His rage and energy spent, Gary fell to his knees in the dirty straw and began to cry. Several minutes elapsed before he felt his father’s rough hand shaking his shoulder.
“Looks like you could use a swaller of this.”
Otis was holding out to him a Mason jar of clear liquid. Gary reached for it hesitantly, uncapped it, and sniffed. Then he took a sip. The moonshine seared all the way down to his stomach. Coughing and wheezing, he passed the jar back to Otis, who took a big draft.
“Don’t tell your mama ’bout this.”
“Where’d you get it?”
“Reckon it’s time you learned about Georgie. She’s a nigger lady what’s been making moonshine for years. She don’t charge too much. It’s all I can afford anyway. I keep it hid over yonder under that old saddle, if you ever need it when I ain’t around.” Otis carefully replaced the lid on the jar. “You got woman troubles?”
Gary shrugged noncommittally, though the reminder of Jade’s betrayal burned his gut more than the moonshine did.
“They’s ’bout the only thing in God’s creation that can drive a man to go crazy and talk wild the way you was a-talkin’.” Otis regarded him sternly. “I didn’t like what you had to say about your little brothers and sisters ’cause it don’t speak well of your mama.”
“I’m sorry. I didn’t mean it.”
“Yeah, you did. But I want you to
know that each one of our kids was conceived in love. We’re proud of every single one.” Otis’s eyes grew misty. “We’re ’specially proud of you. Can’t figure out for the life of me where you come from, bein’ so smart and all. I reckon you’re ashamed of us.”
“I’m not, Daddy.”
Sighing, Otis said, “I ain’t so dumb that I don’t know why you never bring friends out here to the place, Gary. It’s plain to see why. Listen, your mama and me, we don’t want you to get educated so you can take care of us and our other children. We want you to get away from here for only one reason—’cause you want to so bad. You don’t want to be a failure like me.

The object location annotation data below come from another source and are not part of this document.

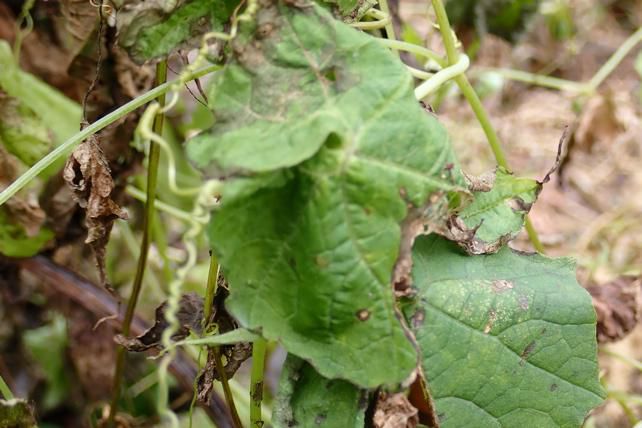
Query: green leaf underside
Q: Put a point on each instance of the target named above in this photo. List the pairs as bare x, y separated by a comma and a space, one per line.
501, 211
306, 399
507, 339
150, 31
324, 147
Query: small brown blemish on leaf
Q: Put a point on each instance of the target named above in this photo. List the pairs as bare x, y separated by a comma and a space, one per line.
417, 319
518, 205
363, 314
526, 352
321, 261
264, 30
483, 183
523, 302
492, 317
501, 285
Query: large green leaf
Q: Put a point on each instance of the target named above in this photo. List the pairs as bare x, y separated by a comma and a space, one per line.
306, 399
326, 152
47, 346
60, 115
16, 240
22, 133
154, 29
507, 339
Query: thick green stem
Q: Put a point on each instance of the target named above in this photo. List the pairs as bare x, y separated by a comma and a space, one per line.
210, 292
256, 382
103, 122
469, 92
5, 390
390, 29
475, 103
446, 33
152, 176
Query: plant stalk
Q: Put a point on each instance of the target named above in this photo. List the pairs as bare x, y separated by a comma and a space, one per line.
390, 29
469, 92
256, 382
152, 176
210, 292
69, 144
5, 390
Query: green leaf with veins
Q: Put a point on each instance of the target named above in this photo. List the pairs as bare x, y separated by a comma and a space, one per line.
496, 213
507, 339
154, 29
307, 399
21, 132
325, 152
37, 98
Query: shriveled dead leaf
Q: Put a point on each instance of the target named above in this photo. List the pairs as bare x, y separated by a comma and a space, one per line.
395, 411
189, 315
88, 175
500, 203
16, 414
234, 354
617, 305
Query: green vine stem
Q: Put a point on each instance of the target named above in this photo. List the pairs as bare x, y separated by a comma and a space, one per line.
210, 292
615, 59
475, 103
5, 390
69, 144
152, 176
442, 76
256, 382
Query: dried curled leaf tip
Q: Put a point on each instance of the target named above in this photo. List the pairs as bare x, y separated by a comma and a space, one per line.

“All I’ve ever had to my name is this sorry piece of land, and it for damn sure ain’t much. I wasn’t even the one that acquired it, but my daddy. I’ve did the best I could to hold on to it.”
Gary almost strangled on the remorse he felt for saying what he had. Otis sensed his guilt and forgivingly patted his son’s knee, then used it as a prop when he stood up.